Si Ruomu, 28, computer programmer, Beijing
"To young tech workers like me, there's really no option -- only the big cities like Beijing have more opportunities."
"Tech workers for the bigger companies can get help from them. But for those working for small companies or start-ups, the evictions can be disastrous."
Hu Xianyu, 22, intern, Baidu employee
Authorities in Beijing, along with others of China's largest, most populous cities are beginning to target the outskirts where migrants who arrive from the countryside to find opportunity and employment to advance their futures live, and are viewed as unwelcome. Government is generous to those holding permanent residence papers, given access to housing, schools and health care. Migrant needs, however, are deliberately overlooked; they pay more for services living on the edges of Beijing where rent is lower.
It is those areas of lower rent, where elderly, dilapidated buildings are seen as an eyesore where migrant workers even though vital to the economy, are being evicted. The then-emptied buildings are torn down, as authorities condemn them, labelling them unsafe or illegal and leaving the migrants nowhere to live. Yet Beijing is dependent on the blue-collar migrants working as cooks, cleaners and vendors.

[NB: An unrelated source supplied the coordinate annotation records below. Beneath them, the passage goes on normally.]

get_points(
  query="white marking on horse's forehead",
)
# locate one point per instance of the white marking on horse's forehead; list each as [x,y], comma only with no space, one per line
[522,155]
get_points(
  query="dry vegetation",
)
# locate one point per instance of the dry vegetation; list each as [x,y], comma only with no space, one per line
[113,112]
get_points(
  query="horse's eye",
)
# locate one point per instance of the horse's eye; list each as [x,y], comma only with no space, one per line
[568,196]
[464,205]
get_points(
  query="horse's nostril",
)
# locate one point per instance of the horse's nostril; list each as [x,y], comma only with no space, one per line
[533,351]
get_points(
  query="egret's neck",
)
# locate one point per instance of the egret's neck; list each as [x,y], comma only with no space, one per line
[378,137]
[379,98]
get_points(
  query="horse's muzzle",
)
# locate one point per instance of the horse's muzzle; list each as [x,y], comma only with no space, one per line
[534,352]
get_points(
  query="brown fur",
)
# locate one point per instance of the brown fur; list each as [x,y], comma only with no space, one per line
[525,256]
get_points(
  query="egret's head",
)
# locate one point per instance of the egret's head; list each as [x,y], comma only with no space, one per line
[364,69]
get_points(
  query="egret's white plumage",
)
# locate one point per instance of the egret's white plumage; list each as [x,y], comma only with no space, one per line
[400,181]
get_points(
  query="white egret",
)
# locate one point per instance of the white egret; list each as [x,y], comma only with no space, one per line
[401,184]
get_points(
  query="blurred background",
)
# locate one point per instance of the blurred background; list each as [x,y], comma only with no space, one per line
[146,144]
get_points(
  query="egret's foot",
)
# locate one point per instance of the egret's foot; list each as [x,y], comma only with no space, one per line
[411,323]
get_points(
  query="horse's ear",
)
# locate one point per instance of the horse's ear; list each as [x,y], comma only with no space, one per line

Migrant workers leave with their belongings after they were evicted during a safety inspection. Photo: Reuters |
Hundreds of people in a Beijing neighbourhood in the northeast on December 10 challenged the evictions and demolitions of their neighbourhoods, chanting "violent evictions violate human rights". Hoping, no doubt, that the authorities would notice, let alone care. Perhaps they overlook that Chinese government uses a hammer approach to such perceived problems, as they did with respect to rising population numbers by enacting laws legislating one-child families, penalizing those who dared resist.
In the short term, the government had its way; families found ways to give birth to boys, disposing of girls when they were allotted one child only, and now there is a desperate situation where young men vastly outnumber marriageable young women, creating yet another problem of demographics that the Chinese must grapple with. Complications arising from unmarried men viewed as poor employment prospects also leading to rising crime rates. Sometimes the choice of solutions to large problems only serve to enlarge the problems in other directions.
Police arrive at apartment buildings, ordering hundreds of residents to vacate within a 48-hour period, leaving people little time to make advance plans, to settle their affairs. The idea being to rid the cities of migrants they view as unwanted from the city's outskirt tenements, hitting both the blue-collar workers and the young college graduates seeking an improvement in their prospects for the future.
Many neighbourhoods such as Jiugong in Daxing, have already been reduced to rubble as part of the campaign. Photo EPA |
For its part, government cites the 21.7 million residents, with 8.1 million classed as migrants placing a strain on the city's resources. Xi Jinping, China's president, has urged Beijing to cap its population at 22 million by 2020 by clearing out gritty neighbourhoods. Experts, on the other hand, warn that choking off the flow of migrants risks losing the energy of entrepreneurs.